# Portrait of the Hilbert curve

03 January 2010The Hilbert curve is a remarkable
construct in many ways, but the thing that makes it *useful* in computer
science is the fact that it has good clustering properties. If we take a curve
like the one above and straighten it out, points that are close together in the
two-dimensional layout will also tend to be close together in the linear
sequence. I say "tend to be", because we can never get this perfectly right -
we can show that any curve of this type will have some points that are close to
each other spatially but far from each other on the curve.
It
turns
out,
however, that the clustering behaviour of the Hilbert curve is pretty much as
good as we can currently get. For one example of how this property can be
useful, imagine that we have a database with two indexes - X and Y. We know
that we will be doing frequent queries on those indexes, asking for records
where X and Y fall within specified ranges. We can visualise this as
retrieving rectangular regions from a two-dimensional space. Given this
scenario, how can we lay out the records on disk to minimise disk access?
Information on disk is stored sequentially, so what we want is a layout that
maximises the likelihood that records in any given rectangular region will also
be adjacent on disk. In other words, what we want is a way to order our
two-dimensional space of records so that records close to each other in two
dimensions also tend to be close to each other in the sequential order. This is
exactly the outstanding property of the Hilbert curve, so one solution is to
store our records on disk in Hilbert order.

## Visualising the Hilbert curve: A first stab

I've long felt that the usual visualisation of the Hilbert curve - like the one
shown at the top of this post - doesn't really do its clustering properties
justice. The lines-and-vertices approach demonstrates how to *construct* the
curve very nicely, but it doesn't give us any intuitive feel for how close
points on the curve are to each other on the plane.
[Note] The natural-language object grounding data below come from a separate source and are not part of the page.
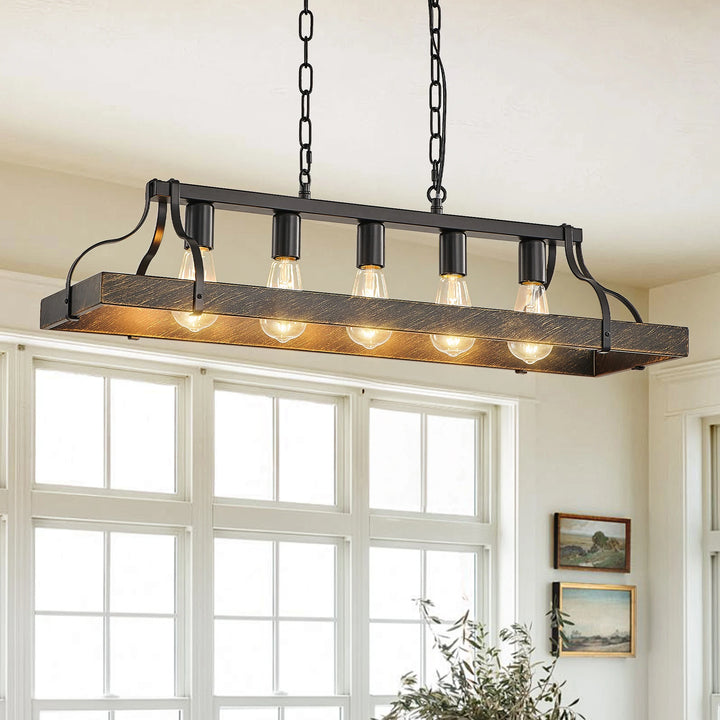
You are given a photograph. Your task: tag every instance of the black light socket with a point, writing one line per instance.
(286, 235)
(371, 244)
(532, 261)
(200, 224)
(453, 253)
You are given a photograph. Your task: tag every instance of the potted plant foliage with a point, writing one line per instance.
(483, 681)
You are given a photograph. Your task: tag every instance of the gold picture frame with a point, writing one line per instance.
(603, 617)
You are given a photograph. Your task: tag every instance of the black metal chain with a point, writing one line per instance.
(306, 26)
(437, 97)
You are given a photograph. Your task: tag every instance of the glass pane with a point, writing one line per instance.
(243, 445)
(394, 651)
(142, 573)
(248, 714)
(69, 429)
(307, 452)
(307, 580)
(147, 715)
(142, 657)
(395, 456)
(451, 583)
(243, 577)
(395, 576)
(68, 657)
(243, 657)
(69, 570)
(307, 658)
(451, 465)
(142, 436)
(435, 664)
(322, 713)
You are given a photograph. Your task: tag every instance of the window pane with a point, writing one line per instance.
(451, 465)
(142, 573)
(395, 575)
(243, 657)
(307, 658)
(142, 657)
(68, 570)
(395, 457)
(394, 651)
(249, 714)
(307, 452)
(243, 577)
(68, 657)
(307, 580)
(243, 445)
(69, 429)
(451, 583)
(142, 436)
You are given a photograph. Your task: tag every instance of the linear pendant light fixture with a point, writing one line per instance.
(369, 323)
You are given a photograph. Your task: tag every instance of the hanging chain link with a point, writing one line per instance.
(437, 97)
(306, 26)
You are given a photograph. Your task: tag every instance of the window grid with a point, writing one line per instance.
(483, 459)
(425, 640)
(194, 450)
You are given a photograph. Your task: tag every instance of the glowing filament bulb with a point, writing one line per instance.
(284, 273)
(452, 290)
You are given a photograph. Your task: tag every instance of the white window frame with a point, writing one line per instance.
(194, 509)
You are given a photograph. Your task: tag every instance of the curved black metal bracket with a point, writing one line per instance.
(570, 249)
(157, 237)
(68, 279)
(199, 287)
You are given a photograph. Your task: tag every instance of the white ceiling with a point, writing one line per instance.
(601, 113)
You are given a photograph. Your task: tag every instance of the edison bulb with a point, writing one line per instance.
(531, 298)
(285, 274)
(452, 291)
(195, 323)
(369, 282)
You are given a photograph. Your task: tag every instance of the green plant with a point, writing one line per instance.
(484, 681)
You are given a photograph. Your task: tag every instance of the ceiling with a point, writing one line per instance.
(602, 113)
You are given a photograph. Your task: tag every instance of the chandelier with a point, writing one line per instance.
(368, 322)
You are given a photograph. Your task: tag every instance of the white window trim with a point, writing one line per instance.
(204, 514)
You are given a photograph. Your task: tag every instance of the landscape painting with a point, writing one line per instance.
(586, 542)
(602, 617)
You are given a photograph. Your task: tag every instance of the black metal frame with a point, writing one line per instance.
(544, 238)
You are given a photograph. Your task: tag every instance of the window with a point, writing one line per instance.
(209, 543)
(712, 557)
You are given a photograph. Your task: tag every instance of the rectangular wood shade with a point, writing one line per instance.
(140, 306)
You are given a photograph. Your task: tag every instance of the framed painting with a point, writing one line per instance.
(602, 616)
(590, 542)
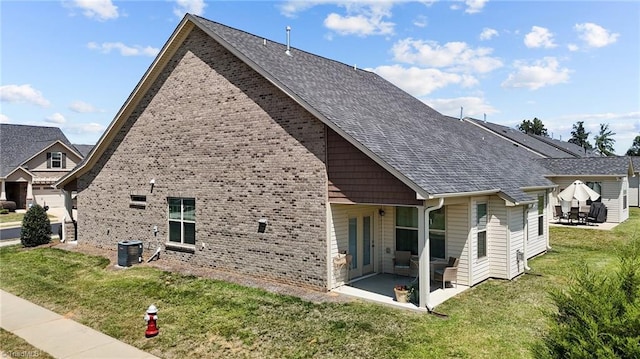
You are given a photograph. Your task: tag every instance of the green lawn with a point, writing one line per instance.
(12, 346)
(207, 318)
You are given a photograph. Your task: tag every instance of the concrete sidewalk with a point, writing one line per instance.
(57, 335)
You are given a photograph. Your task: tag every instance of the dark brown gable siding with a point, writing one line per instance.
(356, 178)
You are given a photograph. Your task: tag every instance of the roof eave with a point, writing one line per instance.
(168, 50)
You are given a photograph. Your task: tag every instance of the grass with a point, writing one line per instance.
(12, 346)
(206, 318)
(16, 217)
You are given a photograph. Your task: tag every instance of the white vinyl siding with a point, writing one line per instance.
(516, 240)
(497, 231)
(612, 190)
(458, 238)
(634, 184)
(536, 244)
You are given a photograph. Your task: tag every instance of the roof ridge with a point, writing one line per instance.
(283, 45)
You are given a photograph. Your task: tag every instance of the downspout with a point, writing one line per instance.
(424, 267)
(526, 236)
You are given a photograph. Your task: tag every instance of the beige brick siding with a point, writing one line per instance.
(213, 129)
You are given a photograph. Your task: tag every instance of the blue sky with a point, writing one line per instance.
(73, 63)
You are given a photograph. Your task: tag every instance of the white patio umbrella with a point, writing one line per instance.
(578, 191)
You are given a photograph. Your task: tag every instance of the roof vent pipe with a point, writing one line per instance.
(288, 52)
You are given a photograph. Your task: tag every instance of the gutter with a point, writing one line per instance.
(423, 263)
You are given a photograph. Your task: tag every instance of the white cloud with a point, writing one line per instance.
(419, 82)
(595, 35)
(84, 128)
(541, 73)
(488, 33)
(539, 37)
(421, 21)
(82, 107)
(472, 106)
(291, 8)
(625, 125)
(474, 6)
(457, 56)
(99, 9)
(124, 50)
(362, 19)
(22, 94)
(55, 118)
(195, 7)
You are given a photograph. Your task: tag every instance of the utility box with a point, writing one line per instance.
(129, 252)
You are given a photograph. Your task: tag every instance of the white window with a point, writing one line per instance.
(481, 229)
(56, 160)
(182, 220)
(437, 233)
(540, 215)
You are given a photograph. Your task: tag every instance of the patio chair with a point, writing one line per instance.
(402, 263)
(448, 273)
(574, 214)
(559, 214)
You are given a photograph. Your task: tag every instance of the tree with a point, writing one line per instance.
(36, 228)
(535, 127)
(598, 315)
(634, 150)
(580, 136)
(604, 141)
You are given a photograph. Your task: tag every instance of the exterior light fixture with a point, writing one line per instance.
(262, 225)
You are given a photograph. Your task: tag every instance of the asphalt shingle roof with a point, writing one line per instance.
(588, 166)
(546, 146)
(18, 143)
(574, 149)
(83, 149)
(438, 154)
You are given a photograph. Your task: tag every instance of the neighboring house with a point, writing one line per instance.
(239, 153)
(32, 159)
(569, 162)
(609, 176)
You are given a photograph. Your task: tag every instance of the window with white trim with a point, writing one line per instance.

In the remainder of this
post, I take a stab at visualising the Hilbert curve as the great mathematician
in the sky intended - completely covering the plane, and with each pixel
visually encoding its proximity to its neighbours along the curve.

One way to proceed would be to find a way to assign a colour every pixel in a Hilbert-order traversal of a square image. Imagine the RGB colour space as a cube where each colour is uniquely identified by a set of (r, g, b) co-ordinates. Here's one with 20 colours to a side:

We'll use a somewhat larger colour cube - 256 colours to a side, giving us 16 777 216 unique colours. This colour cube is familiar to pretty much everyone, since it's precisely the colour space we use when we specify HTML-style #rrggbb colours. We can project the RGB colour cube at 1:1 resolution onto a square with 4096 pixels to a side - this exactly matches a Hilbert curve of order 12. Now we need a method for traversing the colours in the colour cube. One trivial way to do this is to simply snake through all the points in the cube. In two dimensions, it would look like this:

This generalises to 3 or more dimensions easily - just imagine "stacking" plates of two-dimensional traversals in such a way that one plate's end point is adjacent to the next plate's starting point. For want of a better term, I've called this Zigzag order. When we project a Zigzag traversal of the RGB colourspace onto a Hilbert-order traversal of the plane, we get this:

That's... ugly. You can vaguely make out the shape of the Hilbert curve by dividing the image into quadrants, and traversing them in the order in which they blend into each other. But there's a problem - if we traverse the RGB colour space in Zigzag order, many colours that are close to each other in 3d space - and therefore visually similar - are quite far from each other in our traversal order. This is what causes the blotchy artifacts in the image above. What we really want is a traversal of the RGB colour space that is as smooth and continuous as possible - meaning that colours that are close to each other in the cube are also as close as possible to each other in the traversal order. Wait a minute... that sounds familiar, doesn't it?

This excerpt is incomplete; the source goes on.